Cuarteto Casals Jonathan Brown
Festivals for Compassion

festivals for compassion

Met het evenement Festivals for Compassion tonen Europese festivals solidariteit met iedereen die op welke manier dan ook geraakt is door Corona.  

interview met jonathan brown

een model voor positieve dialoog

Het Cuarteto Casals, in 1997 in Madrid opgericht, is vandaag uitgegroeid tot een van ‘s werelds meest bekende strijkkwartetten. Op Klarafestival 2020 zouden zij in een reeks van zes concerten de integrale strijkkwartetten van Beethoven gebracht hebben, aangevuld met enkele hedendaagse composities. Een interview met Jonathan Brown, de altviolist van het Cuarteto Casals.

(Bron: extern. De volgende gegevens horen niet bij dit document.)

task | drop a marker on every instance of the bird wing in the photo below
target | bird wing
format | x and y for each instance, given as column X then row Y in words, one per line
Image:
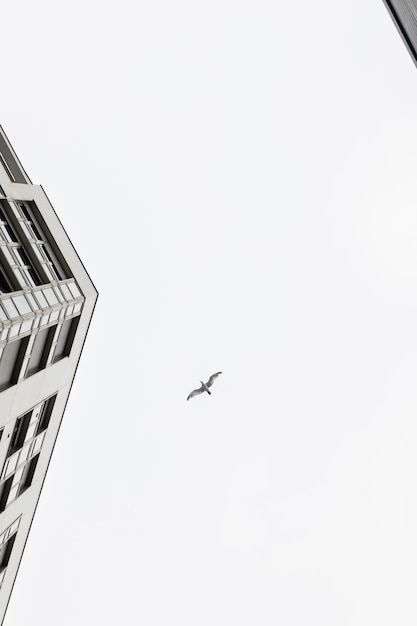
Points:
column 195, row 392
column 212, row 379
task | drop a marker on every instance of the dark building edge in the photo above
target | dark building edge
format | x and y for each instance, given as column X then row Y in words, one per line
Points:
column 401, row 29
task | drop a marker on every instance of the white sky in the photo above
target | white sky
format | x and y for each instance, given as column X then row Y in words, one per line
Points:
column 239, row 180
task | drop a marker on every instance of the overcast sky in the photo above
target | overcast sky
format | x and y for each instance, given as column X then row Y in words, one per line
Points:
column 239, row 179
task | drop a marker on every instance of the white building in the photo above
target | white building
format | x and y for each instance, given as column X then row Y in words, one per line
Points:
column 46, row 303
column 404, row 14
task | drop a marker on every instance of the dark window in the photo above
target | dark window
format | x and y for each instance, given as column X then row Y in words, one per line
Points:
column 40, row 350
column 4, row 492
column 5, row 286
column 19, row 433
column 46, row 414
column 66, row 338
column 28, row 473
column 11, row 362
column 5, row 552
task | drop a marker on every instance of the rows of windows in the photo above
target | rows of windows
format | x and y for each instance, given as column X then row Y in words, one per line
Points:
column 7, row 539
column 21, row 358
column 23, row 452
column 24, row 312
column 27, row 256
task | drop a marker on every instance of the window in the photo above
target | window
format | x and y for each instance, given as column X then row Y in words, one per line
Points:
column 48, row 254
column 11, row 362
column 66, row 339
column 4, row 493
column 40, row 350
column 5, row 286
column 28, row 473
column 5, row 552
column 19, row 433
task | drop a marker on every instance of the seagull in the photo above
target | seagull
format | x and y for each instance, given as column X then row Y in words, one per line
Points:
column 204, row 386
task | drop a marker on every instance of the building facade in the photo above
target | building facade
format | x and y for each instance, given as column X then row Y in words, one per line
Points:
column 404, row 14
column 46, row 303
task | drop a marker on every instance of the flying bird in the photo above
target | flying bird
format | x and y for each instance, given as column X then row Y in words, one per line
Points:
column 204, row 386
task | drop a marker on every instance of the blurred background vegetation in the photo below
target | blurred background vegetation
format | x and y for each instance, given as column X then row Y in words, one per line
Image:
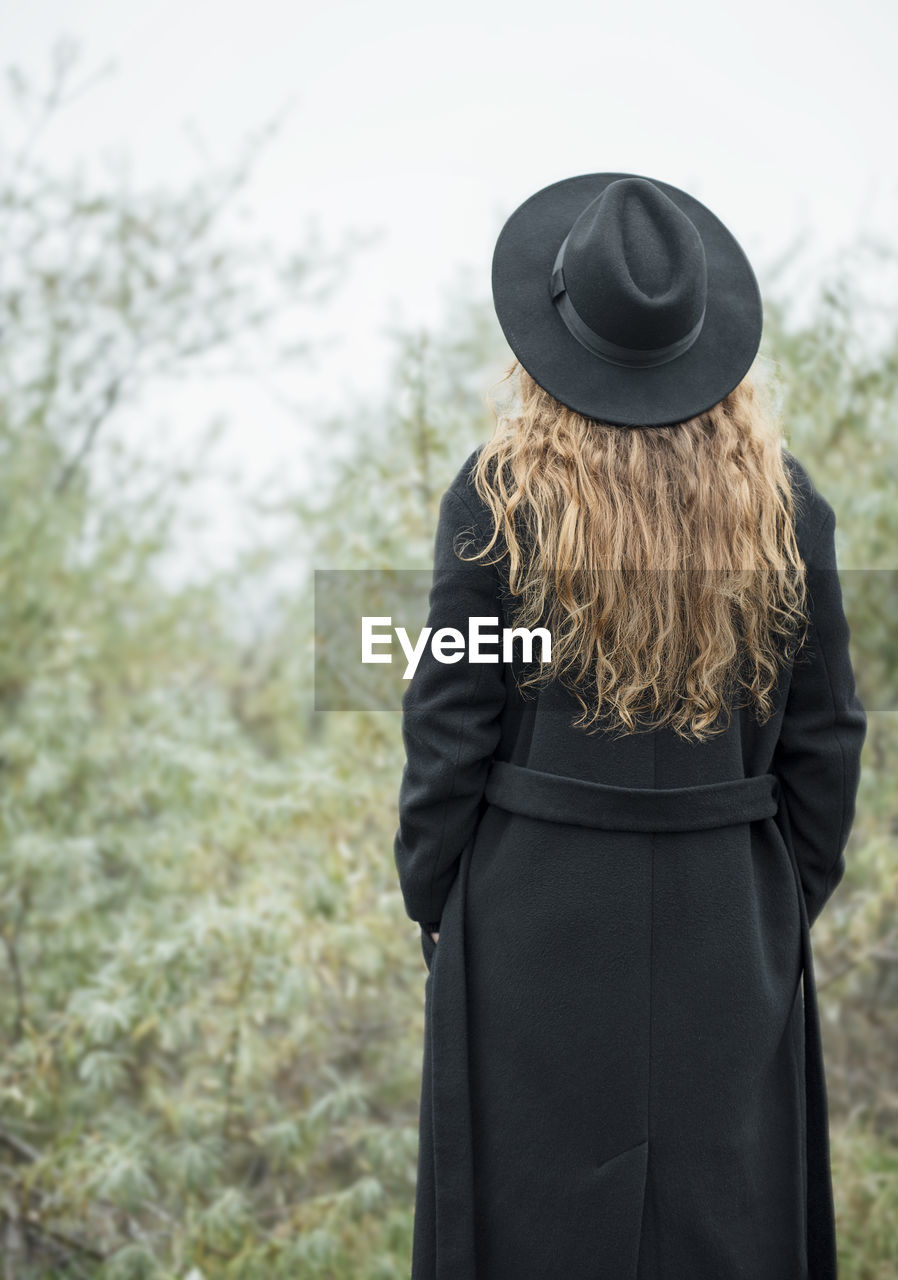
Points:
column 211, row 1000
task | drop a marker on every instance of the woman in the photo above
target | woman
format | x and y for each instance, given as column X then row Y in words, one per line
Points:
column 615, row 855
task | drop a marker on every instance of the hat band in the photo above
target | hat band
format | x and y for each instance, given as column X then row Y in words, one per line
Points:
column 612, row 351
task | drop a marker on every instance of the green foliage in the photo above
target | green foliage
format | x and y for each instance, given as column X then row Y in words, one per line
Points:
column 210, row 995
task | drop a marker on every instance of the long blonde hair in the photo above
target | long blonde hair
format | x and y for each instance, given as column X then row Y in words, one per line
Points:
column 663, row 560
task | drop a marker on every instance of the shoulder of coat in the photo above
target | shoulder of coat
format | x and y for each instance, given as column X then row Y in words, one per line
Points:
column 463, row 485
column 810, row 506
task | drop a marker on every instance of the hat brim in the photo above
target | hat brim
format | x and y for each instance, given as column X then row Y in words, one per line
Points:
column 656, row 396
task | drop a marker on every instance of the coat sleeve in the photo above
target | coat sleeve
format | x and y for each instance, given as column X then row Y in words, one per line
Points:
column 818, row 755
column 450, row 725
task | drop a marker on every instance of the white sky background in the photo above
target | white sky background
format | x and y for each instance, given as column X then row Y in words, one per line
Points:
column 433, row 124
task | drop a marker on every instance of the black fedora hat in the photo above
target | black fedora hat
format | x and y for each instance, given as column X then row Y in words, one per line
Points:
column 626, row 298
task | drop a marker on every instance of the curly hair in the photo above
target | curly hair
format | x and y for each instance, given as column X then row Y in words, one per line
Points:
column 663, row 560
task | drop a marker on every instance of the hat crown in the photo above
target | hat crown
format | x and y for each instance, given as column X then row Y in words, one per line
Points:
column 635, row 266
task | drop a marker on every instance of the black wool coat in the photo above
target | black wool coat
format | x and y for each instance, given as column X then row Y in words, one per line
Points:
column 622, row 1068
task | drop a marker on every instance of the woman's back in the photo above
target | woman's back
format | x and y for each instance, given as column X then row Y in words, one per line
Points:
column 621, row 1078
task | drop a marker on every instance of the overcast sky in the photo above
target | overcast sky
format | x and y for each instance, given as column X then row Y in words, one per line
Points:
column 431, row 123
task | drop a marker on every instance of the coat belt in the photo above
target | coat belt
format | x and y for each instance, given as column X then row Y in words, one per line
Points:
column 557, row 798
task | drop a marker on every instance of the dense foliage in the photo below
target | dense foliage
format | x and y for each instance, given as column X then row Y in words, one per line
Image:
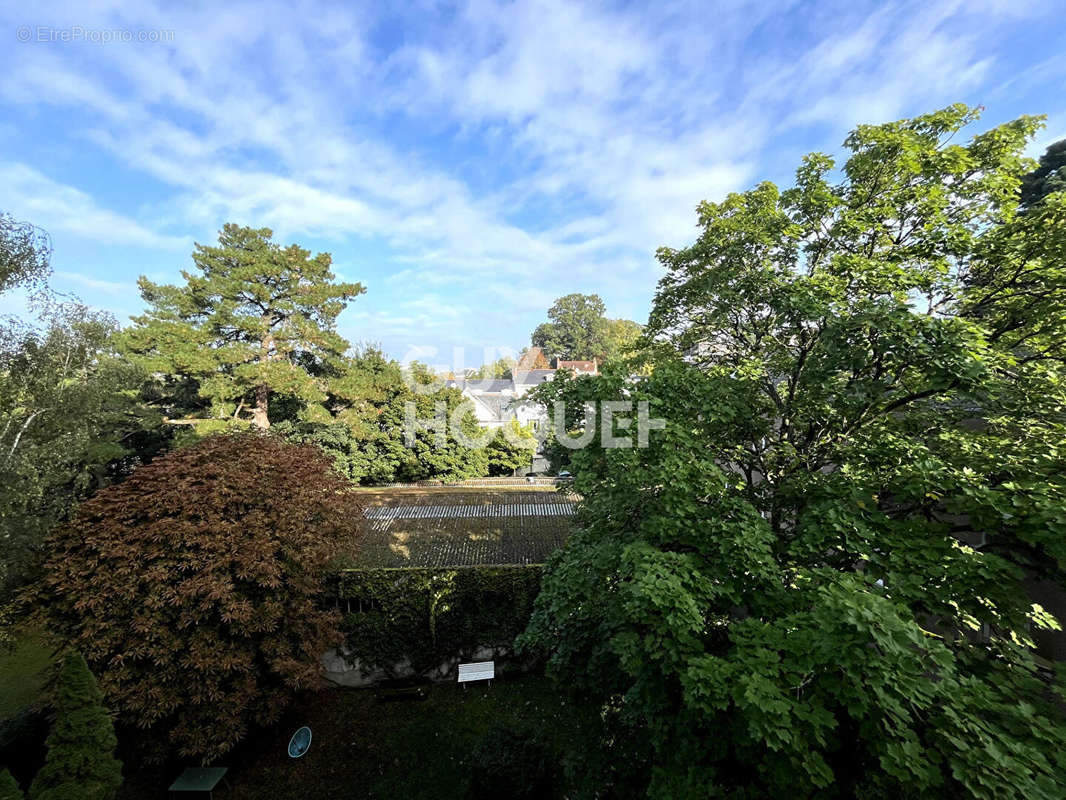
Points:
column 254, row 320
column 812, row 584
column 193, row 588
column 1049, row 175
column 70, row 415
column 9, row 787
column 426, row 616
column 511, row 448
column 81, row 763
column 578, row 330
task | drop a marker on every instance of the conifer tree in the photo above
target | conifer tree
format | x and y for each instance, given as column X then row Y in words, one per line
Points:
column 81, row 746
column 253, row 320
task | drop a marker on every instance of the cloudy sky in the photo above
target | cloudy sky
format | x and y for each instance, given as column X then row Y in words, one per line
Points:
column 467, row 162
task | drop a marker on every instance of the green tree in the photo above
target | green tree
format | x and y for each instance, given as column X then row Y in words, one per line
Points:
column 1049, row 175
column 70, row 416
column 577, row 328
column 622, row 337
column 254, row 320
column 81, row 747
column 498, row 369
column 370, row 400
column 813, row 581
column 194, row 588
column 511, row 448
column 9, row 787
column 25, row 254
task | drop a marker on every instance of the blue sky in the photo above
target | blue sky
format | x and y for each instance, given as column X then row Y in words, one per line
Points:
column 467, row 162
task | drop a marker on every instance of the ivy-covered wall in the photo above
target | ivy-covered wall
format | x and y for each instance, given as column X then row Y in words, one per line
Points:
column 426, row 617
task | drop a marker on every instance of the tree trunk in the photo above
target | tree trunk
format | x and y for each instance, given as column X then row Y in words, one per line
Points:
column 259, row 418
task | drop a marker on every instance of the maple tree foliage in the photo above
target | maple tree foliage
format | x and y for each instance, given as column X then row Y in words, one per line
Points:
column 193, row 588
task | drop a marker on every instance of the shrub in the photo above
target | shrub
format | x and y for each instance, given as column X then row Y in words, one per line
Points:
column 425, row 616
column 81, row 762
column 193, row 587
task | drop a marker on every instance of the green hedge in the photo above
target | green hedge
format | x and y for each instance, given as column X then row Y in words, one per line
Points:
column 426, row 616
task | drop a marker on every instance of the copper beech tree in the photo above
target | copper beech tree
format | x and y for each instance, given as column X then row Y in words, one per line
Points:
column 193, row 589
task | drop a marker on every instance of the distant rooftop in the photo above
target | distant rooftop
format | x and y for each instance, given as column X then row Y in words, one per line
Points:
column 533, row 376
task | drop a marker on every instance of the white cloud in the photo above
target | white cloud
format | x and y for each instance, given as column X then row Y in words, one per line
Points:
column 57, row 207
column 506, row 150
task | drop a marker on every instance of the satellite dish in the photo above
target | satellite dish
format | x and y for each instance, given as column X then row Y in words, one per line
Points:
column 300, row 742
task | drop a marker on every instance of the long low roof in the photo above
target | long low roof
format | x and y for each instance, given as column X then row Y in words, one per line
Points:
column 448, row 527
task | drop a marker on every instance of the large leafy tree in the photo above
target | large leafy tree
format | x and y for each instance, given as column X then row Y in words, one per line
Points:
column 371, row 401
column 813, row 581
column 254, row 320
column 81, row 747
column 576, row 329
column 1049, row 175
column 193, row 588
column 70, row 415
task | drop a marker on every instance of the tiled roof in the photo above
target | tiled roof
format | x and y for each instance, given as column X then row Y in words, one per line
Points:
column 463, row 528
column 534, row 376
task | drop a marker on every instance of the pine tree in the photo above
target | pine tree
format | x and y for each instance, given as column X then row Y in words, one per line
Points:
column 254, row 320
column 81, row 746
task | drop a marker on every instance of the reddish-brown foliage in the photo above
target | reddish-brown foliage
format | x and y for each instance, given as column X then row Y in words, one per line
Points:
column 192, row 588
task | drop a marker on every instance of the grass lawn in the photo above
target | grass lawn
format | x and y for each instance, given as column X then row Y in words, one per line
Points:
column 22, row 672
column 364, row 748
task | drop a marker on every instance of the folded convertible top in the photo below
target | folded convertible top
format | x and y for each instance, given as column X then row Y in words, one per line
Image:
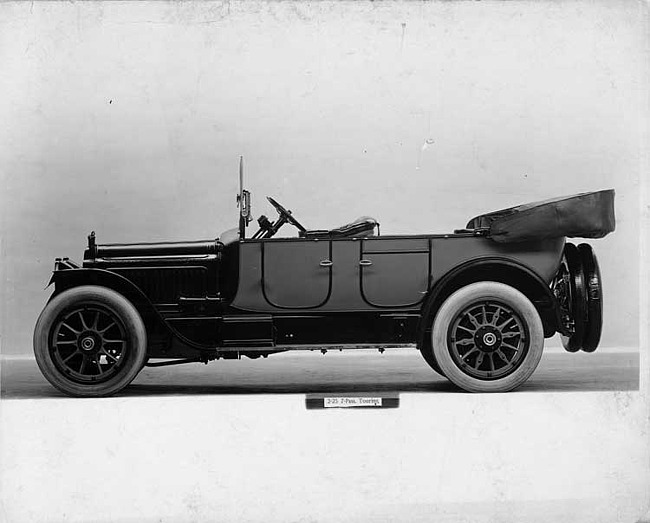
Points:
column 585, row 215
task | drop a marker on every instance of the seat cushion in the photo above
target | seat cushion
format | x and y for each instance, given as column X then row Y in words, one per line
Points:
column 359, row 228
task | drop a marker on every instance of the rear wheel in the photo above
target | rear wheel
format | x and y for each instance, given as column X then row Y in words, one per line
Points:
column 90, row 341
column 487, row 337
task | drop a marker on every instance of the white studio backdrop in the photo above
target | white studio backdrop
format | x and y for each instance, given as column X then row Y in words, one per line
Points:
column 128, row 119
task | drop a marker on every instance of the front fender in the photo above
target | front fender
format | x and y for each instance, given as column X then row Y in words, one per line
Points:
column 153, row 320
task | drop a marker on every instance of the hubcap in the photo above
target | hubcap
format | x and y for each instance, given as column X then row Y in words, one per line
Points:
column 88, row 344
column 488, row 340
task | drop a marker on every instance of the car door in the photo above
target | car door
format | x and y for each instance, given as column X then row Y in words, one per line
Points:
column 394, row 272
column 296, row 273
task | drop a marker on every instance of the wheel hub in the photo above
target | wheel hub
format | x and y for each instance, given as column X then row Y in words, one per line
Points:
column 488, row 339
column 89, row 342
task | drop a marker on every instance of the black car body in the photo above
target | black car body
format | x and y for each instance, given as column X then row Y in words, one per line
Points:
column 477, row 302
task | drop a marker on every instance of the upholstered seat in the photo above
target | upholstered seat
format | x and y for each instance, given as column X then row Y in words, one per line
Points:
column 359, row 228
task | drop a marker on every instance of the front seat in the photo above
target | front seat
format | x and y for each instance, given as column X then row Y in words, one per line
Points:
column 362, row 227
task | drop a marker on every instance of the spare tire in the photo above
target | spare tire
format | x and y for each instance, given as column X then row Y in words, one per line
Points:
column 571, row 291
column 594, row 298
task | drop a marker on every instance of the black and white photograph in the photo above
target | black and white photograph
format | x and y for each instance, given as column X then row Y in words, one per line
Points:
column 324, row 261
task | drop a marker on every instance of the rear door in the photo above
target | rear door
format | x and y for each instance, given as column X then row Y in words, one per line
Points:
column 296, row 273
column 394, row 272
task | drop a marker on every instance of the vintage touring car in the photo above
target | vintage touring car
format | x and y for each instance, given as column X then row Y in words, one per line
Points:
column 477, row 303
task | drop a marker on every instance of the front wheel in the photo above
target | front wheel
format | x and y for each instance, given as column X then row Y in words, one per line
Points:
column 90, row 341
column 487, row 337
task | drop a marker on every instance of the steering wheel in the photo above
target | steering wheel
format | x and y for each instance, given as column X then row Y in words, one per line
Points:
column 285, row 215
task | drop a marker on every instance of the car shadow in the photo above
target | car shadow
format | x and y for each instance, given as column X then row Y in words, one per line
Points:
column 21, row 378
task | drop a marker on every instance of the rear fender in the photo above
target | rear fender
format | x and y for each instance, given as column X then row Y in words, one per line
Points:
column 491, row 269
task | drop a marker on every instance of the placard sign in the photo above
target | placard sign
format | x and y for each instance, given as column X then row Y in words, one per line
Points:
column 346, row 401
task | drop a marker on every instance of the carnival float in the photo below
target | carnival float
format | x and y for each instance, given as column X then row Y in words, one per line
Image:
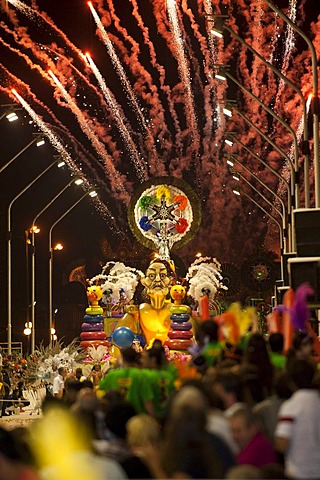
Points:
column 164, row 214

Mien Bogaert: De naam Cuarteto Casals verwijst naar de beroemde Catalaanse cellist Pablo Casals. Waarom is hij zo belangrijk voor jullie?

 
Jonathan Brown: Pablo Casals representeert enkele waarden die ook wij proberen hoog te houden. Op muzikaal vlak gaat dit dan over eerlijkheid en direct contact met het publiek. Wij bewonderen echter ook zijn humanistische kijk, zijn inzet voor de mensenrechten, zijn politieke waarden en op het einde ook zijn koppigheid. Na de stichting van het kwartet ontmoetten we zijn weduwe, Marta Casals Istomin. Sindsdien ontspon er zich een mooie vriendschap. Wij zijn er zeer trots op Pablo Casals’ naam te mogen gebruiken!
 

Mien Bogaert: Tijdens Klarafestival 2020 voeren jullie in zes concerten alle strijkkwartetten van Beethoven uit. Maar niet in chronologische volgorde …
 

Jonathan Brown: Inderdaad, want dat zou enkel interessant zijn voor de mensen die de volledige cyclus bijwonen. Wij willen de mensen die maar een of twee concerten bezoeken echter ook een gevarieerd programma aanbieden. Elk van de zes concerten bevat dus een vroeg, een middel en/of een laat strijkkwartet van Beethoven. We hebben ons best gedaan om voor elk concert een overkoepelend thema te vinden: de fuga als muzikale vorm, het thema met variaties, de relatie tussen de toonaarden E en F … en dan onderzoeken we hoe Beethoven hiermee in zijn verschillende periodes is omgegaan. De nieuwe stukken die we hebben laten schrijven – een voor elk concert – zijn antwoorden op specifieke strijkkwartetten.

 

Door muziek op te nemen en jezelf continu te beluisteren, krijg je pas echt de kans om aan je eigen interpretatie te vijlen.
Jonathan Brown

Mien Bogaert: Bij het platenlabel Harmonia Mundi brengen jullie – in drie verschillende cd’s – een opname van Beethovens integrale strijkkwartetten uit. Beïnvloedt dit opnameproces jullie live concerten?

 
Jonathan Brown: Door muziek op te nemen en jezelf continu te beluisteren, krijg je pas echt de kans om aan je eigen interpretatie te vijlen. Je draait de schroeven van de machine aan: er is geen detail dat nog aan je aandacht ontsnapt. Intussen hebben we de opname van de cyclus volledig achter de rug. Onze live interpretaties zijn door dat proces strakker, compacter, vloeiender en minder lankmoedig geworden, maar aan de andere kant – ik wil niet zeggen minder spontaan, want we werken er hard aan om dat aspect te behouden – is er ook minder ruimte voor fouten.

 
Mien Bogaert: Jijzelf bent uit Amerika afkomstig, studeerde zowel aan de Juilliard School te New York als aan het Mozarteum te Salzburg en maakt sinds 2002 deel uit van het kwartet. Hoe verliep de selectieprocedure?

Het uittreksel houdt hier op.